The alleged invention is illustrated by the following examples.

Example 1

The polymerization of isoprene in isopentane is carried out in the presence of 0.3 wt.% (By weight of isoprene) of the catalytic complex, which is the product of the interaction of triisobutylaluminum and titanium tetrachloride, and then into the polymerization mass containing 13.6 wt.% Cis-1,4- polyisoprene, the product of the interaction of maleic anhydride and Santoflex 134 PD is introduced in the form of a solution in toluene in an amount of 0.6 wt.% (dry matter) per polyisoprene. Next, the polymer is isolated by degassing to remove the solvent, and the polymer is dried in a worm dryer. Then determine the index of conservation of plasticity of the modified polymer and the properties of the crude rubber compound obtained on its basis.

The test results are shown in the table.

The conditions of examples 2-8, as well as example 1 and the test results of polymers and compositions are summarized in the following table. Thus, the proposed method for producing modified cis-1,4-polyisoprene is not only relatively simple in its technological design, because allows deactivation of the catalyst, stabilization and modification of the polymer in one step, using the same compound, but also allows you to obtain a modified cis-1,4-polyisoprene with high thermal oxidative stability, rubber raw materials based on which have high cohesive strength .

Table No. / No. of example The structure of the alkyl radical used N-alkyl-N'-phenyl-p-phenylenediamine Trade name of the used N-acyl-N'-phenyl-p-phenylenediamine The amount of modifying additives introduced into the rubber, wt.% Mass ratio of maleic anhydride and N-alkyl-N'-phenyl-p-phenylenediamine Properties of the modified polymer and raw rubber compounds based on it Plasticity Conservation Index%. Conditional stress at 300% elongation Cohesive Strength, MPa one.
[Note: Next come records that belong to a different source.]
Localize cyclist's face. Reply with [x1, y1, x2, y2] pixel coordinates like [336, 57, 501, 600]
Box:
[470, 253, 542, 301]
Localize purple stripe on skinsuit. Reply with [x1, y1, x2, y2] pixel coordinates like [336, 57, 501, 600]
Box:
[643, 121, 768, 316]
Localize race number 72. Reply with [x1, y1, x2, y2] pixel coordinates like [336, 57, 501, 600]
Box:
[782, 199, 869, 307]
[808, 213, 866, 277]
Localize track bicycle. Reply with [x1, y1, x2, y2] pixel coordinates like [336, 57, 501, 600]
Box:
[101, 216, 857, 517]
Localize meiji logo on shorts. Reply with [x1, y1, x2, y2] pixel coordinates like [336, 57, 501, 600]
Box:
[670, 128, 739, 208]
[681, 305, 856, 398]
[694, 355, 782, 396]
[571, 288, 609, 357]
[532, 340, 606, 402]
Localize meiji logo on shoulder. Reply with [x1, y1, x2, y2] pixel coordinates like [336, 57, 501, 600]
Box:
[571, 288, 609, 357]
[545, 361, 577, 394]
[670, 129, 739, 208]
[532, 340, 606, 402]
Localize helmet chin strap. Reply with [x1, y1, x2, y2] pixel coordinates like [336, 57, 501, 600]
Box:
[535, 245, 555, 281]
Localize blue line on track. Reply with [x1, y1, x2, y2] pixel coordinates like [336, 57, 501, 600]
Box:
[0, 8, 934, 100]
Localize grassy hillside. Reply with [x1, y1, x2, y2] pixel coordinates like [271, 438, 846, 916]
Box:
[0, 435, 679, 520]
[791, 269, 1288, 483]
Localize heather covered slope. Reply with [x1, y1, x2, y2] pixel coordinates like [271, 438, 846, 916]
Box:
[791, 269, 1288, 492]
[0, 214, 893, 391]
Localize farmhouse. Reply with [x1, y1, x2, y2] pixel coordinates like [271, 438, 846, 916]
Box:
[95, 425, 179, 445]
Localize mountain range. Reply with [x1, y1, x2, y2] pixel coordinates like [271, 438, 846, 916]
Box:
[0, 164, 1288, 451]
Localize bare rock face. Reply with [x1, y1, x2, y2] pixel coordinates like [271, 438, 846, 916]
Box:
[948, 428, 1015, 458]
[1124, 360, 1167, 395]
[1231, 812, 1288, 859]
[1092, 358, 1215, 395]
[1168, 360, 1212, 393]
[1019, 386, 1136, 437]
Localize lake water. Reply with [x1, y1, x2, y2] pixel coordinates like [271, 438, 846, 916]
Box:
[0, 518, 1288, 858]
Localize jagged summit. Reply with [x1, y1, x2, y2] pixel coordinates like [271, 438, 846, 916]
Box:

Mixture
(CH ₃ ) ₂ CH — CH ₂ —CH (CH ₃ ); and
(CH ₃ ) ₂ CH- (CH ₂ ) ₂ -CH (CH ₃ ) Santoflex 134 PD 0.6 30/70 96.6 0.56 2.20 2. - "- Flexson 11 L 0.6 20/80 94.5 0.39 1.85 3. - "- Santoflex 134 PD 0.8 25/75 95.4 0.45 2.04 four. - "- Santoflex 134 PD 1.3 30/70 93.5 0.44 2.42 5. (CH ₃ ) ₂ —CH— Diafen FP 2.0 15/85 96.0 0.72 3.11 6. (CH ₃ ) ₂ CH — CH ₂ —CH (CH ₃ ) Diafen 13 0.5 50/50 97.3 0.45 1.98 7. C ₇ H ₁₅ -C ₁₀ H ₂₁ Diafen FA 2.0 15/85 98.1 0.46 1.37 8*. (CH ₃ ) ₂ CH-CH ₂ -CH (CH ₃ ) Dusantox L 1.4 30/70 97.5 0.63 3.22 ^*) in a mixture with N- (1,3-dimethylbutyl) -N'- / 4- (α, α'-dimethylbenzyl) phenyl /.

Claims (1)

A method of producing a modified cis-1,4-polyisoprene by polymerization of isoprene in isopentane in the presence of a Ziegler-Natta catalyst, deactivating the catalyst, stabilizing the polymer and modifying it with a nitrogen-containing compound, isolating the polymer and drying it, characterized in that the reaction product is used as a nitrogen-containing compound maleic anhydride and N-alkyl-N'-phenyl-p-phenylenediamine, in an amount of 0.5-2 wt.% based on the polymer.